A website notification was posted to which the company stated that their site “experienced unauthorized online account activity [and that] an unauthorized person accessed [user] account[s] through [their] Boost phone number and Boost.com PIN code.” The company’s fraud team noted how the incident was quickly taken care of through “a permanent solution [that was used] to prevent similar unauthorized account activity.”
Through access to Boost Mobile’s user account names and PINs, hackers can utilize a type of cyberattack known as credential stuffing to automate and send login requests on the Boost Mobile site to access consumer accounts. The company has already sent a text with a new temporary PIN to those affected by the breach.

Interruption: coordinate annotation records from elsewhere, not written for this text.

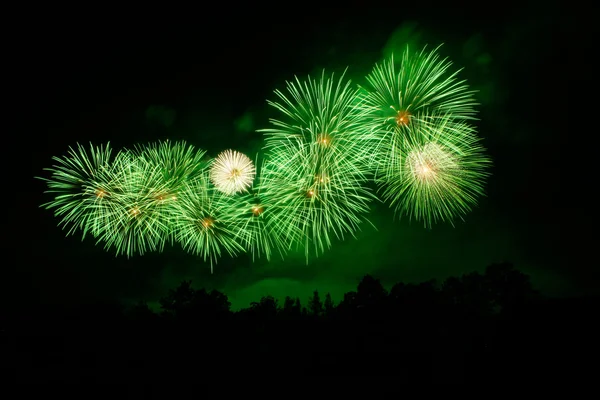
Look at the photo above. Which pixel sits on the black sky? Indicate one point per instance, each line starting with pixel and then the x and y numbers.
pixel 89 75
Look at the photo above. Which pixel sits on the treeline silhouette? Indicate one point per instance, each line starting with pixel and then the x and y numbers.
pixel 477 327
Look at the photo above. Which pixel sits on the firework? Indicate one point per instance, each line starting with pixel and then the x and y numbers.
pixel 178 162
pixel 435 171
pixel 315 161
pixel 322 113
pixel 400 93
pixel 85 187
pixel 232 172
pixel 258 215
pixel 205 224
pixel 317 196
pixel 143 206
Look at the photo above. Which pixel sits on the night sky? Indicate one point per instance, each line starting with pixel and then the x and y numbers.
pixel 205 78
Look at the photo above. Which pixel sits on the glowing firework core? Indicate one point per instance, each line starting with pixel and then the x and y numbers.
pixel 232 172
pixel 403 118
pixel 426 163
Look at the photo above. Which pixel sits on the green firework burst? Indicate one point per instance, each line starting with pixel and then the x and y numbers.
pixel 401 92
pixel 205 222
pixel 178 162
pixel 323 112
pixel 140 219
pixel 318 195
pixel 435 171
pixel 315 161
pixel 258 214
pixel 85 187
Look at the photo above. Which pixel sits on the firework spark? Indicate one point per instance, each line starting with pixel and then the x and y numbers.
pixel 232 172
pixel 438 172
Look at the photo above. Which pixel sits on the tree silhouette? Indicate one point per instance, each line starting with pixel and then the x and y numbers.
pixel 315 307
pixel 328 305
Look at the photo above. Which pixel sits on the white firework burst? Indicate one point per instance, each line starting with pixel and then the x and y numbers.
pixel 232 172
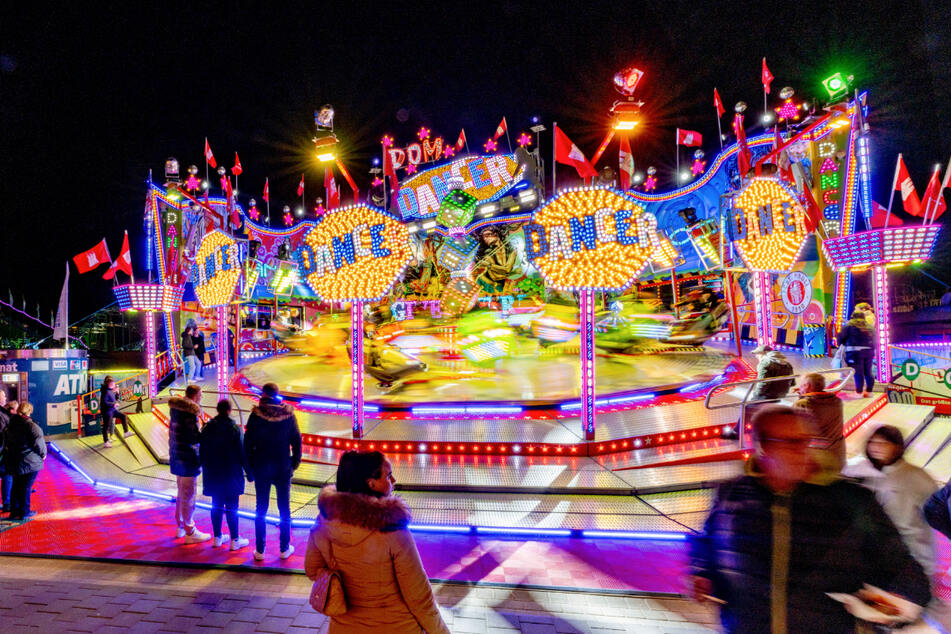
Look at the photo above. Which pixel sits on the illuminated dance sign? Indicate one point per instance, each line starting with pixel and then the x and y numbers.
pixel 354 253
pixel 592 238
pixel 767 225
pixel 481 177
pixel 216 270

Users can log into their accounts with the link provided in the text message in order to set a new PIN code. Boost Mobile recommends users reset their PINs if they have not done so already.
In the meantime, the company has also recommended that customers regularly check their Boost Mobile accounts for any fraudulent activity and to report any identity theft or fraud to consumer credit reporting companies.

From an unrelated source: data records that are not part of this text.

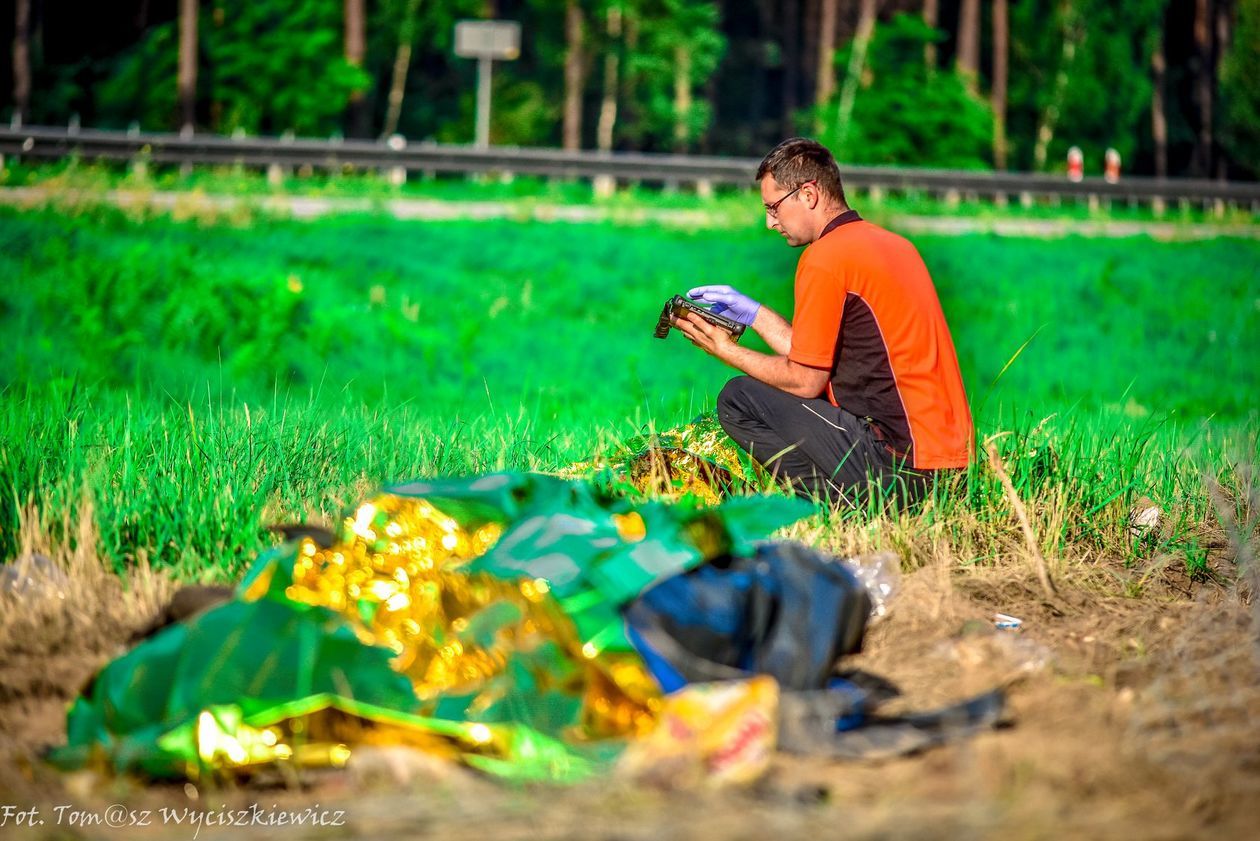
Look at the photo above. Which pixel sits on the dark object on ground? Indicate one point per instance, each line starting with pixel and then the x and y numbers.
pixel 187 603
pixel 30 575
pixel 789 612
pixel 808 725
pixel 318 535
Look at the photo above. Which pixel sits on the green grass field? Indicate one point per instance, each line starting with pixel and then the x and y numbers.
pixel 192 382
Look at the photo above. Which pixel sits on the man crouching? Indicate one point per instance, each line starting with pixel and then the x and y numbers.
pixel 863 385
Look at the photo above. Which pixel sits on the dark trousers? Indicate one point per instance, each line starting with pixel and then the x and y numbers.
pixel 823 450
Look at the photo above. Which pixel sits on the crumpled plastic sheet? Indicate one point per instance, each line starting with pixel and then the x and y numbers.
pixel 478 619
pixel 697 459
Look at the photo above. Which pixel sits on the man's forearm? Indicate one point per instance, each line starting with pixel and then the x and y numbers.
pixel 774 329
pixel 776 371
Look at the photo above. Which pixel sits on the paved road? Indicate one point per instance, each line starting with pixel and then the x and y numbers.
pixel 305 207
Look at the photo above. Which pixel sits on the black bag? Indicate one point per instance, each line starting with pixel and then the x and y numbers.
pixel 789 612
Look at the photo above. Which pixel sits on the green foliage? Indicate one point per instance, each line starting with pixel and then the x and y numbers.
pixel 1086 66
pixel 253 72
pixel 905 115
pixel 1240 90
pixel 679 42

Recently Microsoft had announced that a security breach had taken place on its Outlook.com site, in which hackers were able to access user accounts, essentially allowing cybercriminals to view email messages, email addresses, and folder names.
According to Microsoft, a support agent’s web mail service was compromised, allowing hackers to access user accounts from January 1st to March 28th, 2019. Once the issue was discovered, the support account was taken down.
Vice’s Motherboard claims that the hackers had access to users’ accounts for six months, to which Microsoft had refuted and stated that the breach occurred within the three month period as mentioned in their notification message to its users. The compromise allowed hackers to even access iCloud accounts to remove the Activation Lock feature on stolen iPhones – a feature that would prevent thieves from factory resetting the devices to sell for profit.
Microsoft had notified those consumers – around six percent – who had their email contents potentially breached by the hackers. The total number of consumers affected by this breach has not been revealed by Microsoft.
In a recent filing with California’s Attorney General Office, 1-800-FLOWERS was revealed to be the victim of a silent malware attack that affected the business within a four year period. As the filing explains, customer credit card information was stolen from the Canadian branch’s website, while the main 1800Flowers.com website was unaffected.
What is interesting to note is how the malware affected the site for four years without any detection. During the time frame between August 15, 2014 and September 15, 2018, consumers’ first and last names, as well as card numbers, expiry dates, and security codes were all accessed by the unknown hacker(s).
The report did not disclose the number of consumers affected by the breach, but the company is required to inform its customers of the incident when a breach affects more than 500 people, this according to California law.
Interestingly enough, 1-800-FLOWERS was the second company to report a four-year long breach, as the Marriott was also affected within a four-year period when hackers stole 500 million guest records.
For now, the company recommends that all its customers keep a close watch on their payment records and to report any suspicious charges to their bank or issuing card company.
Facebook faced immense backlash as the company announced 30 million personal accounts had been compromised in its most recent data breach back in September. Users’ contact and address information were all accessed during the breach, along with other sensitive data such as a user’s 15 most recent searches.
Facebook’s Help Center can assist users in figuring out if their account was hit by the breach.
Use these steps to find out how:
On the top right corner of your Facebook account, click on the “?” icon to access Help Center. You can also click the link below:
Search “security incident” in the search box above.
Scroll down to the bottom of the page to see the section marked: “Is my Facebook account impacted by this security issue?”
This section will provide a “yes” or “no” answer to its users. The message will also show up on users’ news feeds.
If No, there is no action needed to be taken at this time.
If Yes, you will be in one of these categories:
You’re one of the 15 million users’ whose name and phone/email has been stolen.
You’re one of the 14 million users’ whose account got breached with getting access to your “username, gender, locale/language, relationship status, religion, hometown, self-reported current city, birthdate, device types used to access Facebook, education, work, the last 10 places you’ve checked into or were tagged in, website, people or Pages you follow, and the 15 most recent searches.”
You’re in the 1 million users whose access token got stolen, but luckily no information has been breached.
If your data was accessed from this breach, there is no need to change your password or credit card information at this time. Furthermore, keep an eye out for scam calls and spam emails that ask for your personal information such as the login credentials for signing into your accounts. If you were in the 14 million within Group B, it’s best to call your bank or phone carrier to input a pin code to prevent hackers from essentially pretending to be you in order to access your accounts.